Intervention de Dan Sperber et Hugo Mercier, CNRS, Institut Nicod, 23 mai 2008
Some forms of collective opinion fixing or decision making – through polling or voting for instance – require little use of higher cognitive capacities on the part of most of the agents involved. Others forms, those involving debating in particular, require much more: agents have to reason in order to produce arguments and evaluate the arguments of others. Reasoning is generally viewed as primarily a means to enhance individual cognition. Much work in the psychology of reasoning focuses on its flaws and biases and suggests that these may have cumulative adverse effects when reasoning is involved in collective processes, for instance in jury deliberations.

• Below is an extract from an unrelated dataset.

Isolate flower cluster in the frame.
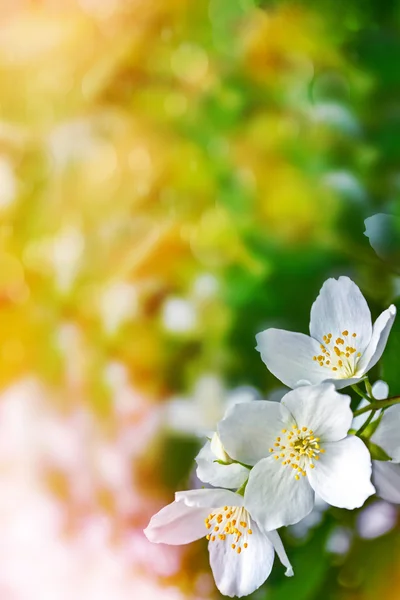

We, on the contrary, argue, in an evolutionary and cognitive perspective, that the main function of reasoning is social: it is to evaluate the consistency of other people's claims and to try and convince them of the inconsistency of not accepting one's own claims. This argumentative theory of reasoning makes predictions regarding the contexts in which reasoning will be more felicitously used, which are argumentative contexts as opposed to individual reasoning or to conversations among people in agreement with one another. It also predicts what particular biases should emerge when reasoning is used outside of an argumentative context. These predictions are supported by many recent findings, in particular in work done on dual process models in social cognition, reasoning and decision making.